Don’t be a best kept secret


Don't be a best kept secretIf you Google “Grand Rapids,” you’ll find that it’s Michigan’s second largest city, a world-class destination for arts and culture, and according to several Michigan tourism sites, Grand Rapids offers some the country’s most “spectacular beaches.”

What you may not find during a cursory Internet search is that Grand Rapids is home to a renowned outdoor sculpture collection that includes a 24-foot-tall monument of a horse inspired by a piece created by Renaissance master Leonardo da Vinci. The American Horse is just one of several masterpieces you’ll find in the Frederick Meijar Gardens, perhaps the city’s “best kept secret.”

While locals and cultural aficionados may be aware of the Gardens, its prospective visitors may miss out on visiting this unique gallery because they didn’t know it was there.

The same thing goes for advisors who rely on referrals to build their practices with less regard to reaching out proactively. Your clients may know you’re there, but do prospects?

Staying under the radar

Every once in a while we hear from our advisory clients wondering if it isn’t better to remain “under the radar.” After all, they contend, “we’re not selling coffee or T-shirts; we’re providing often high-net-worth clients with expert financial advice.” That may be true, and there is a certain benefit to exclusivity when communicating to a select audience. But, don’t confuse selectivity with cachet. By not actively reaching out to prospects, you not only do a disservice to yourself by limiting your potential for growth you also limit your ability to share your talent with others.

In an industry with some 300,000 financial advisors (Cerulli Associates), your ability to communicate your expertise to both clients and prospects can be what sets you apart.

Develop an awareness strategy

Generating business through referrals is a mainstay for prospecting in this industry. But today, you have more tools than ever to raise awareness and market your services to prospects.

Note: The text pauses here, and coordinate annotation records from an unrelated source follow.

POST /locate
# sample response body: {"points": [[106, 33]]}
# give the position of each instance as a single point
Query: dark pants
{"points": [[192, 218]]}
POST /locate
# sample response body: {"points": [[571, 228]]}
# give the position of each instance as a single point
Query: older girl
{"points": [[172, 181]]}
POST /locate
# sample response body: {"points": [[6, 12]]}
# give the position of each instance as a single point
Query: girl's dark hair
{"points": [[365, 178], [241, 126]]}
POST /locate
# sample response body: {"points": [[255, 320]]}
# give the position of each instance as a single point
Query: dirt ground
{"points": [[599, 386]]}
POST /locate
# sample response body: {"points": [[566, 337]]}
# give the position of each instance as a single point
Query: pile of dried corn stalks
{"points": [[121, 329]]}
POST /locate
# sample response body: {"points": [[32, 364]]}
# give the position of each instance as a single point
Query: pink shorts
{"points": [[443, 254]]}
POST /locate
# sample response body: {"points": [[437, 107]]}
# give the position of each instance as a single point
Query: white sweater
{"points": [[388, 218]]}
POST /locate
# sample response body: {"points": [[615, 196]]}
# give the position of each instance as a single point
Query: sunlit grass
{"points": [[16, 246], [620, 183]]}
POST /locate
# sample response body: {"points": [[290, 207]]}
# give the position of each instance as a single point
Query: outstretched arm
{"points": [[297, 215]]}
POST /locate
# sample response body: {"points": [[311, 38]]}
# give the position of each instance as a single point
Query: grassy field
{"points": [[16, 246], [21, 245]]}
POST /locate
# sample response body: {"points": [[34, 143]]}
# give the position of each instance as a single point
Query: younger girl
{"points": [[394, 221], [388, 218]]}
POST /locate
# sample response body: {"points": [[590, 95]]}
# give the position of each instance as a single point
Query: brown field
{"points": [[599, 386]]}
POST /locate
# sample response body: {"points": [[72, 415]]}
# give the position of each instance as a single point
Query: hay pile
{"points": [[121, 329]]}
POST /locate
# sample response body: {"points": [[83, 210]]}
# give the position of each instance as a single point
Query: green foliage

Raise awareness digitally. Your website is arguably one of the best opportunities to communicate who you are, what you do and how you are different from other advisory practices. It’s often the first stop for prospects who may have been referred or found you through a search engine. Make sure you’re speaking to both prospects and clients by presenting fresh visuals and content and plenty of “calls-to-action.” While other traditional marketing tactics, e.g., brochure, direct mail, advertising, etc. are important to your outreach, your website is your first line of offense when communicating to prospects.

Raise awareness socially. Part of your digital awareness strategy should include social media promotion. Tweet, post and draw people to your website with relevant information, commentary and financial news. Raise your profile through social media. A LinkedIn profile is especially vital as the platform allows you to showcase your bio, background and website for more information.

Raise awareness publicly. Social media affords you the opportunity to network virtually. But, nothing replaces face-to-face communications in this industry. Look for local speaking opportunities and ways to build affiliations by being active in the community. Reach out to community influencers and local reporters with research reports and written commentary. Be a source for reporters to contact when they need quotes or financial expertise. In this way, you not only start building a name for yourself with prospects, you build credibility and respect with your clients.

In the 1970s, Northwest Mutual Life Insurance branded itself “The Quiet Company.” Today, being a best kept secret and flying under the radar won’t attract new prospects.

By Teresa Dougherty, Strategic Communications Consultant.